Olsson argues that the use of “visual or print medium” in Section 30–6A–3(A) indicates a clear legislative intent not to punish per child depicted but rather the broader act of possessing the medium as defined. Olsson asserts that should the Court determine that the act of possession is the unit of prosecution, then the Herron factors are not relevant and the Court should look to analyzing the act of possessing child pornography by analogy to analyzing the act of possessing drugs.

Ballard argues that the definition of “visual or print medium” in Section 30–6A–2(B)(1) includes exactly what he possessed, a “computer diskette.” Ballard asserts that singular terms like “image” and “depiction” are notably missing from Subsection (B). Thus Ballard argues that the unit of prosecution is defined by the medium, not the number of acts the medium depicts.

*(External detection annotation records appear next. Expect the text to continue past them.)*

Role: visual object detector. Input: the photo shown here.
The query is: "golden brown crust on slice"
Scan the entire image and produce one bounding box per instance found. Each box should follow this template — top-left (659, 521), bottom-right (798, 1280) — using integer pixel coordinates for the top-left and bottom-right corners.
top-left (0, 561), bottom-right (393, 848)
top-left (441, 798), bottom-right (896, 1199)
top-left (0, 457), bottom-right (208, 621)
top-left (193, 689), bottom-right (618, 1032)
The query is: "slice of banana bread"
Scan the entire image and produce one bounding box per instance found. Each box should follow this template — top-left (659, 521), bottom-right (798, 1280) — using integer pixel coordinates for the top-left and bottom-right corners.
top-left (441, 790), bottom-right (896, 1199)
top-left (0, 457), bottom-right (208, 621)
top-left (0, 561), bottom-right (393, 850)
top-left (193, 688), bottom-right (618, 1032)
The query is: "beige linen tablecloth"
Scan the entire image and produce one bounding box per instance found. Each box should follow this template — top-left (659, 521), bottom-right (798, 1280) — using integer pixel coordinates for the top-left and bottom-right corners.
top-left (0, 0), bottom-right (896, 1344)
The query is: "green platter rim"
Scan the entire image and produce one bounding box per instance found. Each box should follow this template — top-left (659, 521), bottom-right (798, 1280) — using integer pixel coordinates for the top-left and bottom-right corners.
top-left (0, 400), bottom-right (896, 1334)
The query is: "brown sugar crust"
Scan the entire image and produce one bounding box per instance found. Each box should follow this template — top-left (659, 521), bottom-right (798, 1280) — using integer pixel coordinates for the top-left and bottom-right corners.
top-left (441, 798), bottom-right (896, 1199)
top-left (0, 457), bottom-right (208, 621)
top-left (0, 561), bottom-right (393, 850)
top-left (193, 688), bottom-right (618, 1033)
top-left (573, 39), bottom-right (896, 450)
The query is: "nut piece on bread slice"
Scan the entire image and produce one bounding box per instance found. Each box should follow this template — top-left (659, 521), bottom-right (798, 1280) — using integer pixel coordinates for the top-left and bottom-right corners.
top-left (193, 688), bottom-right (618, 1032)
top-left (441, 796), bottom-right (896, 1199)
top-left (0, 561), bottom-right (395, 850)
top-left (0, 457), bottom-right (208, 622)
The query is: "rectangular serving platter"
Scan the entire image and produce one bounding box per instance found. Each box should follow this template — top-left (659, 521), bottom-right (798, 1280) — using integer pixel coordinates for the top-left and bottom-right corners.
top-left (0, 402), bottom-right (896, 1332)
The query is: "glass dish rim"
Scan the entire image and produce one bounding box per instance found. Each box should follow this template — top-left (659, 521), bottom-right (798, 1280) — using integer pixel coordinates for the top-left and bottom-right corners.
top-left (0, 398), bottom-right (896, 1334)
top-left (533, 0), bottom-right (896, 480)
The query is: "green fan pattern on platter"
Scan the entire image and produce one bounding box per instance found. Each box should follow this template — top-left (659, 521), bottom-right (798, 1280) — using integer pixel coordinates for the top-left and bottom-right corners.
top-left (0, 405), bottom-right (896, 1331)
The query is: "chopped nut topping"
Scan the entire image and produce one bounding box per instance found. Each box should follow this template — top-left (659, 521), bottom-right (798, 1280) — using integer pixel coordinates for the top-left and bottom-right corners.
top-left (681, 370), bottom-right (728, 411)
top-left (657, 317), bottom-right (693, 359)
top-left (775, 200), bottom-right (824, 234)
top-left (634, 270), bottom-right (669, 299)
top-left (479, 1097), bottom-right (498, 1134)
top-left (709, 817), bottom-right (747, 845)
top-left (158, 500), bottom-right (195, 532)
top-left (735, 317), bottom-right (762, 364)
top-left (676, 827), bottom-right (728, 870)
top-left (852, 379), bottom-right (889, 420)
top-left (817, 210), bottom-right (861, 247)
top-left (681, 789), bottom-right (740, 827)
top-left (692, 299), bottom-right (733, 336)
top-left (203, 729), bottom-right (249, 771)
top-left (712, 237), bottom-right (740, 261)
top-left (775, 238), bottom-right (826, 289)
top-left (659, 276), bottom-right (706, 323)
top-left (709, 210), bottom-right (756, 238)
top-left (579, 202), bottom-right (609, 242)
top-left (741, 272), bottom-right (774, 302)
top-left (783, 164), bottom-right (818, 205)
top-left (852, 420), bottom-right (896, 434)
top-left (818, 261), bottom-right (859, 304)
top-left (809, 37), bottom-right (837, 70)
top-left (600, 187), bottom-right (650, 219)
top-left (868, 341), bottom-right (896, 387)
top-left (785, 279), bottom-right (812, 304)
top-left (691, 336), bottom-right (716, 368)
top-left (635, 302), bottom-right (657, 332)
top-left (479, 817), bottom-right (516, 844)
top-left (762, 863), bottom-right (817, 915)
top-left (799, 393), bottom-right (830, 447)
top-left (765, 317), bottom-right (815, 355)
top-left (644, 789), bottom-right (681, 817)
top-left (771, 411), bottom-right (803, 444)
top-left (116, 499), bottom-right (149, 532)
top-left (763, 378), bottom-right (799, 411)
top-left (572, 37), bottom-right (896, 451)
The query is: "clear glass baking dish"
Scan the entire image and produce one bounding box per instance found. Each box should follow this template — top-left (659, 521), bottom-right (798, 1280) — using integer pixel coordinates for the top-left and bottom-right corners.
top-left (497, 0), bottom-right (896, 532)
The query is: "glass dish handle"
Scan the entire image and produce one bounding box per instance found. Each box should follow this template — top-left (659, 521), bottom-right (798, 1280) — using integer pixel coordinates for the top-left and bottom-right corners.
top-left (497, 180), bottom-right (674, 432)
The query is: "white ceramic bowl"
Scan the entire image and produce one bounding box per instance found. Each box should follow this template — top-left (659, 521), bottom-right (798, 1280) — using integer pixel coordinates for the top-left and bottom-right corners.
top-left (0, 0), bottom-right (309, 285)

The court employed the two-part test; and determined that the plain meaning of the statute was not apparent. Thus, moving to the legislative intent, “we conclude that the language, history, and purpose of Section 30–6A–3 do not in- form us of the legislative intent on unit of prosecution. We next determine whether the acts of Olsson and Ballard were separated by sufficient indicia of distinctness to justify multiple punishments under the same statute.” The court however was unable to apply the Herron factors, and held “If there is no distinctness to the acts charged, then the rule of lenity applies, meaning “doubt will be resolved against turning a single transaction into multiple offenses.”

Holding: We hold that the statutory language of Section 30–6A–3(A) is ambiguous and that the Herron factors are not applicable in possession cases. Olsson and Ballard can each only be charged with one count of possession. The Court of Appeals opinions in Olsson and Ballard are reversed and these cases are remanded to the trial court for proceedings in accordance with this opinion.